Individual investors flock to bonds

The Treasury building.
The Treasury building. KAREN BLEIER/AFP via Getty Images

Here are three of the week's top pieces of financial insight, gathered from around the web:

Individual investors flock to bonds

Government bonds are the new meme stocks, said Sam Goldfarb in The Wall Street Journal. Seeking safety from a turbulent market, from the end of April to late May investors poured $20 billion into mutual and exchange-traded funds that focus on buying ordinary U.S. Treasurys, "the largest infusion over a four-week span in at least 29 years." So many orders have been placed for inflation-linked "I bonds" paying an initial interest rate of 9.62 percent — available only to individual investors, through the Treasury Department — that the agency had to shift staff to a call center. Purchases of these bonds, which are limited to $10,000 per investor, have totaled "$14.9 billion since November, about $6 billion more than the previous 20 years combined."


Undercounting subscription bills

Most people underestimate how much they spend on subscriptions by a hefty amount, said Sarah O'Brien at CNBC. A new survey from market research firm C+R Research found that "consumers' offhand guess of how much they spend monthly on subscriptions averaged $86." The actual amount was $219 on average, a difference of $133 per month. The confusion is understandable. Subscriptions have exploded over the past decade — "for just media and entertainment offerings, the average number of paid subscriptions per consumer was 12 in 2020." That's a lot to keep track of. "Most people (86 percent) have put some, if not all, of their subscriptions on autopay." But nearly half of respondents said they "were still being charged for a subscription" they had forgotten about and no longer used.
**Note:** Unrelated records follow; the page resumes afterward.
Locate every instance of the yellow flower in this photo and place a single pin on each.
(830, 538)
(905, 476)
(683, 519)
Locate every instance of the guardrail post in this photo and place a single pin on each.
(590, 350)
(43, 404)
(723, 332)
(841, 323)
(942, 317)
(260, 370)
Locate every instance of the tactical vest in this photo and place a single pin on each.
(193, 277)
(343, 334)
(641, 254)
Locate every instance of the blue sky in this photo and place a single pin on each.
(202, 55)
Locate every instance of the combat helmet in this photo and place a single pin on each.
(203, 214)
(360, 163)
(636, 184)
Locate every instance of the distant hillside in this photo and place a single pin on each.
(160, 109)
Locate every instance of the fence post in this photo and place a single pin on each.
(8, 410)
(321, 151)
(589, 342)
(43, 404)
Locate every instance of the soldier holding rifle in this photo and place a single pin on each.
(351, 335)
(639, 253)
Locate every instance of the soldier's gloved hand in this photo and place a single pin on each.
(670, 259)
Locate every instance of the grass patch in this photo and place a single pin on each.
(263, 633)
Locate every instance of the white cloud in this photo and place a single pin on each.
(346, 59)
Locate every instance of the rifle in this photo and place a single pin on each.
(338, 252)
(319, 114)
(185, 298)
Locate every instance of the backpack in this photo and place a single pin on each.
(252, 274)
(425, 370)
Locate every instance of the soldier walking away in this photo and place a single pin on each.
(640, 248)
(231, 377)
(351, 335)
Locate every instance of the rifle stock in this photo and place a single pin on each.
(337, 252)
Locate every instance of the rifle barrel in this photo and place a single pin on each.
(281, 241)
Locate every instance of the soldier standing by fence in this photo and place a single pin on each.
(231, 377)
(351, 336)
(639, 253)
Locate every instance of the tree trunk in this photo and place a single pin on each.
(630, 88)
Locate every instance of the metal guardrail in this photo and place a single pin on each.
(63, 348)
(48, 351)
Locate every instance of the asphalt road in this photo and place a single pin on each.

Debt relief for Corinthian students

The Biden administration wiped away $5.8 billion in loans for former students of a defunct for-profit school, in the largest student debt cancelation yet, said Katie Lobosco at CNN. The Department of Education announced last week it would clear the debts of 560,000 students who attended Corinthian schools from 1995 through 2015, when regulators shut down the network of colleges for "misleading prospective students about the ability to transfer credits and falsifying its job placement rate." Onetime Corinthian students have pressed for relief for years; many had already been "refusing to make their payments" as part of the nation's first student debt strike. The announcement brought the total student loan relief approved under the Biden administration to $25 billion.